I think that the principle upon which the Court should proceed to asses the damages is quite clear. It is that the Plaintiff is entitled to the pecuniary compensation representing as nearly as possible what she has lost as a result of her injuries. This means that I must assess as at the time when the accident occurred what prospects she had for the enjoyment of life and its benefits in the future. The problem is that in a native community .such as Hanuabada, economic and social conditions have already changed greatly and are likely to change over the next few years at an even greater rate, and I must bear in mind not only the social background in which she lives today but the background which will be or which but for this accident would have been here in the future.

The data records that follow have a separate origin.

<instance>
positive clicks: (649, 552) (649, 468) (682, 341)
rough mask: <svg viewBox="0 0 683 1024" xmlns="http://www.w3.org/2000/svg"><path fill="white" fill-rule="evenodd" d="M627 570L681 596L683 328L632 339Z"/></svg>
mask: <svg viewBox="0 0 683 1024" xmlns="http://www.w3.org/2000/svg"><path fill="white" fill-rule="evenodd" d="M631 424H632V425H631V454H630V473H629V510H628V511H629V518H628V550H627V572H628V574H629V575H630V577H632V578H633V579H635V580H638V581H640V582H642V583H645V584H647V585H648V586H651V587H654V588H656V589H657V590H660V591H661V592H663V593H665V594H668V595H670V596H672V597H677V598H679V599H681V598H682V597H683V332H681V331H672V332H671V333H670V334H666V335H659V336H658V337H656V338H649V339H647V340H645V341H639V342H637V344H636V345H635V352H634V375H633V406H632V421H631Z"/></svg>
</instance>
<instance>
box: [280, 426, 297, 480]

In this task I have been greatly assisted by the evidence of Mr. D. Marsh, the District Officer for the Central District. It appears that although native customs are changing and to a large extent breaking down with the advancement of the native people, there are certain fundamental social structures which are not likely to change for a very long time. These are matters of vital concern to the natives themselves and involve their concepts of social security which appear to be in many respects very much superior to those of European society. It is unlikely that during the lifetime of the Plaintiff a girl in her position would find that her injuries would prevent her from leading a full and happy life as a native or would affect her prospects of marriage to any extent. Her position in native society is not likely to be affected in any way at all. Other people will help and support her as necessary. There are, however, clearly disadvantages in association with her native life which must be borne in mind. They include, for example, the loss of full enjoyment of participation in ceremonial and other activities, discomfort when carrying out the tasks normally performed by native women and the limitation upon progress and comfort when walking from place to place - walking over considerable distances in the course of the daily work being one of the features of native village life.

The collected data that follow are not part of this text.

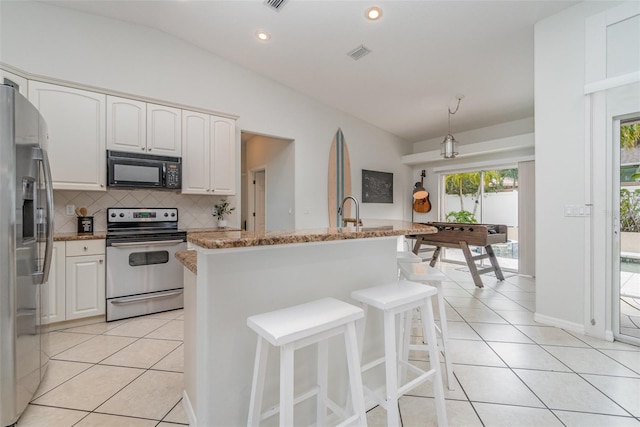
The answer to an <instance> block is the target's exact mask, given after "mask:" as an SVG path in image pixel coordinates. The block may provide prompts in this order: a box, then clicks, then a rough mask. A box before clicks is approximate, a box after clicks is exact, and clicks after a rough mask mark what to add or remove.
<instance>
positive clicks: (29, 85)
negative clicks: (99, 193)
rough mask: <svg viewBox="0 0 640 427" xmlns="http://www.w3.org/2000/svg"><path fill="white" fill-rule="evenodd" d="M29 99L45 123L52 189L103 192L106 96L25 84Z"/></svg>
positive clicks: (92, 92) (105, 172) (71, 88)
mask: <svg viewBox="0 0 640 427" xmlns="http://www.w3.org/2000/svg"><path fill="white" fill-rule="evenodd" d="M29 100H30V101H31V103H33V104H34V105H35V106H36V108H37V109H38V110H39V111H40V114H42V117H44V120H45V121H46V123H47V129H48V133H49V143H48V154H49V161H50V162H51V175H52V178H53V188H54V189H56V190H80V191H106V182H105V181H106V161H107V160H106V149H105V145H106V144H105V139H106V132H105V127H106V126H105V122H106V113H105V111H106V96H105V95H104V94H100V93H95V92H90V91H86V90H80V89H72V88H69V87H65V86H58V85H53V84H49V83H41V82H37V81H29Z"/></svg>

The Plaintiff as the daughter of one of the more highly advanced of the natives from Hanuabada village. INOGO has been employed for a long time by the Government Printer and is an established and responsible citizen. He is bringing up his children with a proper regard for education, and there is no reason why the Plaintiff should not in the ordinary course pursue her education up to the Intermediate Standard or possibly beyond. With advancing education, Hanuabadans are likely to find greatly increased scope for employment in the future in the increasing commercial and other activities at Port Moresby. Mr. Marsh thinks it quite likely that a girl of the Plaintiff's age would be able to reach standards which would enable her in a few years time to gain employment as a Typist or in some other office work. Her injuries are likely to be a disadvantage to her when seeking employment but they are not of a nature which would prevent her from working or carrying out her duties efficiently, for example as a Typist.


During the lifetime of the Plaintiff the Westernisation of native life is not likely to proceed to a stage at which she would be left without security and support of her native community, nor is she likely to suffer direct financial loss. Her claim amounts more to matters of pain and suffering, inconvenience and probably discomfort in whatever kind of life the future may hold for her, and a reduction in the extent to which she will be able to participate fully in social and other activities. Her injuries constitute a severe and permanent disfigurement, but her handicap as a social unit will depend very largely on changing social conditions. I therefore estimate her lose very broadly at £800.


Questions may arise as to the appropriate form of order for the investment of the money on behalf of the infant Plaintiff and generally as to the administration of the fund. Possibility the Director of Native Affairs or the Secretary for Law may wish to put some material before the Court or make submissions as to the proper form of the order. I will direct that the £800 be paid into Court within seven days, and stand the case down pending further order as to the investment and disposition of the money.


Judgment will be entered for £800 with costs to be taxed.